Data analysis of the study led to the following six options concerning escalation of the corrective procedure:

• Option 1. One-stage CABG and simultaneous aortic aneurysm repair carried out either during or after car-diopulmonary by-pass. Abdominal aortic aneurysm repair during cardiopulmonary by-pass is recommended in patients with established left ventricular dysfunction.

• Option 2. One-stage CABG performed with a beating heart and simultaneous abdominal aortic aneurysm repair.

• Option 3. Two-stage procedure consisting of CABG followed by aortic aneurysm repair at a later stage. Recommended timing for the repair of the abdominal aortic aneurysm is 2 months after myocardial revas-cularization.

• Option 4. Reversed two-stage procedure consisting of repairing the abdominal aortic aneurysm first and the CABG later.

• Option 5. Angioplasty and stenting for the coronary artery disease, performed as a first procedure to correct unstable angina, followed by the repair of the abdominal aortic aneurysm.

• Option 6. Endovascular repair of the abdominal aortic aneurysm performed as a first procedure, followed by CABG.
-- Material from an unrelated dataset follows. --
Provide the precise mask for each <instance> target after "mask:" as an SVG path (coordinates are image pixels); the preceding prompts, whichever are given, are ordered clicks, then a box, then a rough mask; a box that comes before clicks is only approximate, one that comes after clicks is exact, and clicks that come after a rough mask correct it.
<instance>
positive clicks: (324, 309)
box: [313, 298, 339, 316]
The above options are based on the experience of the team that conducted the study. In patients with unstable angina options 5 and 6 are recommended. In patients with severe coronary artery disease combined with large aortic aneurysm options 2 and 6 are preferred. In patients with stable angina and an asymptomatic, non-tender abdominal aortic aneurysm, option 3 is recommended. Option 1 is recommended in younger patients with a combination of severe coronary artery disease and a quickly expanding large abdominal aortic aneurysm, although in such patients a one-stage operation with off-pump CABG is also an attractive option (option 2). Option 1 is also recommended for the repair of combined aneurysm of the ascending aorta and CABG.

On reviewing the international literature, it may be noted that it is not possible to proceed with firm recommendations regarding the management strategy, mainly due to the lack of a large series of patients with critical coronary artery disease and aortic aneurysm. The following extra recommendations are debated on the basis of published literature:

• If the abdominal aortic aneurysm is not tender and has a diameter of 5.45-8 cm a combined approach may be a better option [14, 45].

• Performing CABG with a beating heart will help to avoid the risk of abdominal aortic aneurysm rupture during the interval between the two operations.

• Endoluminal repair of abdominal aortic aneurysm offers a further option, both for stage and reversed-stage approaches and may be applied in patients with large aneurysms amenable to this therapeutic modality.

• The same options exist for patients with coexistent coronary, aortic and severe peripheral disease (critical limb ischaemia) [22, 24, 25, 47]. In these patients endoluminal repair becomes even more attractive because it repairs some of the existing arterial problems of the polyvascular patient, with low mortality and morbidity.

• Also, there are reported cases of simultaneous carotid endarterectomy, CABG and repair of abdominal aortic aneurysm, as well as reports of one-stage operations in combined thoracoabdominal aortic aneurysm and coronary artery disease [5, 12, 23, 27, 29].